Biography
Marcos López de Prado is Visiting Professor at Cornell University's College of Engineering. He has helped modernize finance for the past 20 years, by advancing the adoption of machine learning and supercomputing, and by developing statistical tests that identify false investment strategies (false positives). In recognition of this work, Marcos has received various scientific awards, including the National Award for Academic Excellence (1999) by the Kingdom of Spain, the Quant of the Year Award (2019) by The Journal of Portfolio Management, and the Buy-Side Quant of the Year Award (2021) by Risk.
Marcos serves currently as global head of quantitative research and development at the Abu Dhabi Investment Authority, one of the largest sovereign wealth funds. Before that, he founded True Positive Technologies LP (TPT) after he sold some of his patents to AQR Capital Management, where he was a principal and AQR's first head of machine learning. TPT has advised clients with a combined AUM in excess of $1 trillion.

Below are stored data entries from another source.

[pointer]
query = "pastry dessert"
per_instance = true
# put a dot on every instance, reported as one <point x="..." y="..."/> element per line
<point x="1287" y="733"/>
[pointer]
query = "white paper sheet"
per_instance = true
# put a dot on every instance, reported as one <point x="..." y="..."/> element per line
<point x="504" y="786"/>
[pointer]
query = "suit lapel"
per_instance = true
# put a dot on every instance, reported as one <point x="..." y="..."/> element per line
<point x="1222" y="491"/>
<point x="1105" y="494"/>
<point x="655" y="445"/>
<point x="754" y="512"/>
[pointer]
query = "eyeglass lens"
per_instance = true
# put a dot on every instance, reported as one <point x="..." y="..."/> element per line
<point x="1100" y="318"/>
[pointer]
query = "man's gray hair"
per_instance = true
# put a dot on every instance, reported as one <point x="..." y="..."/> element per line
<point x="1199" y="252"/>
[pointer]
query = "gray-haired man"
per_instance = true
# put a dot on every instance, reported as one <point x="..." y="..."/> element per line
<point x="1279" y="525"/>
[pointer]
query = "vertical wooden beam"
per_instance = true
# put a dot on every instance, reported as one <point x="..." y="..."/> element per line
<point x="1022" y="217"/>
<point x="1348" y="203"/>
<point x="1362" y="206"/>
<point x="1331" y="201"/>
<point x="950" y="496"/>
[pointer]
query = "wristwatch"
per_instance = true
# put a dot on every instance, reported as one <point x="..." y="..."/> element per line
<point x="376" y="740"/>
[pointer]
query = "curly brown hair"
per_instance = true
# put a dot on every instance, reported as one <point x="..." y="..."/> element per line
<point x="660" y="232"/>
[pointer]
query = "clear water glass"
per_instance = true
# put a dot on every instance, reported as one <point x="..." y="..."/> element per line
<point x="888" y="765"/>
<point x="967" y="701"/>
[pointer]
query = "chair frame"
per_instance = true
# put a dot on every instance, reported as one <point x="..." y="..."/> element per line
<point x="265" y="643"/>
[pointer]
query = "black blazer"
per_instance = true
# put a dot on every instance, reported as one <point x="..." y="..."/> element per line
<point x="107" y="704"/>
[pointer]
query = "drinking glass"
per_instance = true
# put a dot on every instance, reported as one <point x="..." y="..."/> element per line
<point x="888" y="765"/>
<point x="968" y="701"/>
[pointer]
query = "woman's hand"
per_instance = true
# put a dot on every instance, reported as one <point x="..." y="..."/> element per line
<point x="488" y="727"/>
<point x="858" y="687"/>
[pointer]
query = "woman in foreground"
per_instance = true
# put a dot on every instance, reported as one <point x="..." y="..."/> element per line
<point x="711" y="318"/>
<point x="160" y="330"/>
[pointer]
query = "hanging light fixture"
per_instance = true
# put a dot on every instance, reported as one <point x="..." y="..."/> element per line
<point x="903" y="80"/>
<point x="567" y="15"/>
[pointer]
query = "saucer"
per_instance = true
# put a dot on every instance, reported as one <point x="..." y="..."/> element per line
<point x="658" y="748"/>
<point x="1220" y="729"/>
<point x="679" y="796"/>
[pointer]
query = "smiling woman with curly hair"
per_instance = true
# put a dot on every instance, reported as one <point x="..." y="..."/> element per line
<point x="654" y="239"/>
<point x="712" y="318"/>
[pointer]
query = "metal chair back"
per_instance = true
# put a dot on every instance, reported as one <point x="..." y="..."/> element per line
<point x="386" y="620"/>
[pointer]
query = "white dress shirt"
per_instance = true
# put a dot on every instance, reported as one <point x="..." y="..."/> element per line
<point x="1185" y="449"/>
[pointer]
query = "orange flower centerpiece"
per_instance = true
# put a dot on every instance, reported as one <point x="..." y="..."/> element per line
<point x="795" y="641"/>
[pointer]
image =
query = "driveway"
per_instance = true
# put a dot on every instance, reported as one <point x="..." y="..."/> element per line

Marcos also founded and led Guggenheim Partners’ Quantitative Investment Strategies business, where he managed up to $13 billion in assets, and delivered an audited risk-adjusted return (information ratio) of 2.3.
Concurrently with the management of multibillion-dollar funds, since 2011 Marcos has been a research fellow at Lawrence Berkeley National Laboratory (U.S. Department of Energy, Office of Science). He has published dozens of scientific articles on machine learning and supercomputing in the leading academic journals, is a founding co-editor of The Journal of Financial Data Science, has testified before the U.S. Congress on AI policy, and SSRN ranks him as the most-read author in economics. Marcos is the author of several popular graduate textbooks, including Advances in Financial Machine Learning (Wiley, 2018) and Machine Learning for Asset Managers (Cambridge University Press, 2020).
Marcos earned a PhD in financial econometrics (2003), and a second PhD in mathematical finance (2011) from Universidad Complutense de Madrid. He completed his post-doctoral research at Harvard University and Cornell University, where he is a faculty member. Marcos has an Erdős #2 and an Einstein #4 according to the American Mathematical Society.